HISTOIRE DE MONTEGUT

1-La préhistoire et la protohistoire

 Il n'existe pas d'études archéologiques (du type «inventaire des sites») sur Montégut. De ce fait, il faut se reporter aux travaux réalisés sur les communes voisines, à défaut de mieux, pour tenter de cerner les origines de cette partie de la vallée de l'Arros.

 Les découvertes archéologiques faites à Sénac par Aymé Cazenave dans le deuxième moitié du 20e siècle et les travaux postérieurs d'un jeune préhistorien, David Colonge, permettent de préciser un peu la plus ancienne occupation de la vallée de l'Arros1. Ces études montrent la présence de groupes humains dès le paléolithique, principalement sur les hautes terrasses, avec à Sénac la découverte de sites moustériens de tradition acheuléenne2, sous la forme de bifaces, racloirs, hachereaux... taillés dans des quartzites trouvés localement ou dans du silex importé.

 Plus récentes, les nombreuses haches polies trouvées par Aymé Cazenave dans la région de Sénac, en particulier dans le quartier de Gélabat, révèlent une occupation et des habitats dans cette zone au néolithique3.
Ce même auteur a indiqaué en 1939 la découverte d'une pointe en silex -non datée- dans la tute de l'homme sauvage. C'est l'unique artefact signalé pour la commune4.

 Ces indices montrent sans équivoque que cette partie de l'Arros est occupée très anciennement, sans pouvoir dire cependant s'il existe une continuité d'occupation entre les populations de chasseurs-cueilleurs du paléolithique supérieur et les premiers agriculteurs de néolithique.

 La documentation archéologique manque également pour les âges des métaux, âge du bronze et âges du fer. On peut seulement citer, à plusieurs kilomètres de là, la découverte en 1955 d'une hache de bronze de 435 grammes à Bazillac, dans la vallée de l'Adour.
 

2-Une occupation antique mal connue

 L'occupation à l'époque romaine est bien attestée dans la vallée, elle permet d'avoir des éléments mieux assurés chronologiquement. 
 Vers le début de l'ère chrétienne, les terres sont exploitées par les « aquitains » qui peuplent la région, nommés par César les Bigerrions ou Bigerri (qui donneront leur nom à la Bigorre) et Ausci. Certains auteurs pensent que le nom de Rustaing proviendrait de Rusticani, une branche de ces peuplades installée localement5.

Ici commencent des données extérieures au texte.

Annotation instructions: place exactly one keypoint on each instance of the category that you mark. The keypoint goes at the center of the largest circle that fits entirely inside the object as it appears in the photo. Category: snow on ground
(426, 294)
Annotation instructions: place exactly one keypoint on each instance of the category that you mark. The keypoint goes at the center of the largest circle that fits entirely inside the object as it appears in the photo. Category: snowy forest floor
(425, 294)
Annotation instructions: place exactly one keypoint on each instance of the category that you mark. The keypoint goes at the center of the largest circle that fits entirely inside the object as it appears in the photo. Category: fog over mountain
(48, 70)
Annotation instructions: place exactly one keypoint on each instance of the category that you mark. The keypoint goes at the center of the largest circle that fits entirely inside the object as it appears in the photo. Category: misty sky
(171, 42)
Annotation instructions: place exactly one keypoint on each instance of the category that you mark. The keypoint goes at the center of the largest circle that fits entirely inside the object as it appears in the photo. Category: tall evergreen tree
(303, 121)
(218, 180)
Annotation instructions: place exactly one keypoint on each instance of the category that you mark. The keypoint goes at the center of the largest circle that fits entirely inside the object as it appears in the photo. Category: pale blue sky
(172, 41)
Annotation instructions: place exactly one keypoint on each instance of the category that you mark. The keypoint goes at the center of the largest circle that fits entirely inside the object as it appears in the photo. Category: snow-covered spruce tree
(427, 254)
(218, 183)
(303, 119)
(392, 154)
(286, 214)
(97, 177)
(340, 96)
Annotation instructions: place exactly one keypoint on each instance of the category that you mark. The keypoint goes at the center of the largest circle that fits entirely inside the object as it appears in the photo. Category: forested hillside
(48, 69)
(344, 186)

 En -56, le romain Crassus conquiert la région pour Jules César. Vers -25, la province de Novempopulanie (les « neuf peuples ») est créée par l'empereur Auguste. Plusieurs cités existent alors, avec des territoires étendus. La cité des Bigerri et la cité des Ausci semblent avoir pour frontière commune l'Arros à l'endroit qui nous intéresse: le territoire qui deviendra Montégut-Arros correspond ainsi probablement à une frontière antique entre les deux cités (si l'hypothèse d'un maintien de ces frontières dans les diocèses carolingiens est exacte).

 Le territoire agricole est largement mis en valeur, sous la forme de villae, très nombreuses dans toute la région: un espace de plusieurs centaines à plusieurs milliers d'hectares est contrôlé par une unique exploitation, qui comprend les appartements du maître6, souvent luxueux au bas-Empire, les bâtiments agricoles, les logements des esclaves...

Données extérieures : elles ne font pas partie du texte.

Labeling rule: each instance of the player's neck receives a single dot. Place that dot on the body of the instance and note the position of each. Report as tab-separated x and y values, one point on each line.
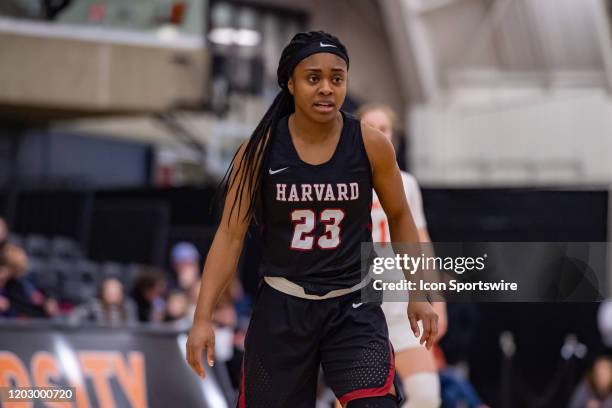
313	132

 A l'emplacement de l'actuelle abbaye de Saint-Sever-de-Rustan, une puissante villa gallo-romaine s'implante, identifiée à la villa de Primuliac citée dans des textes de la fin de l'Antiquité, propriété d'un Severus qui sera identifié plus tard à saint Sever. Il est très probable que les terres de Montégut relevaient alors de cette puissante villa, qui fonctionna sans interruption pendant toute l'antiquité et le haut moyen âge, et dont le lieu de culte chrétien donnera naissance à une abbaye bénédictine connue dans la première moitié du 11e siècle7.
Cette implantation doit peut-être se rattacher à la proximité de l'antique et très importante voie de la Ténarèze, qui permettait d'exporter le blé (et déjà le vin?) vers le nord de la cité (Eauze, Elusa), alors que les centres de consommations de Augusta Auscorum (Auch), Bigorra (Saint-Lézer) et Turba (Tarbes) ne se trouvaient guère éloignés de plus d'une trentaine de kilomètres, soit moins d'une journée de trajet à cheval.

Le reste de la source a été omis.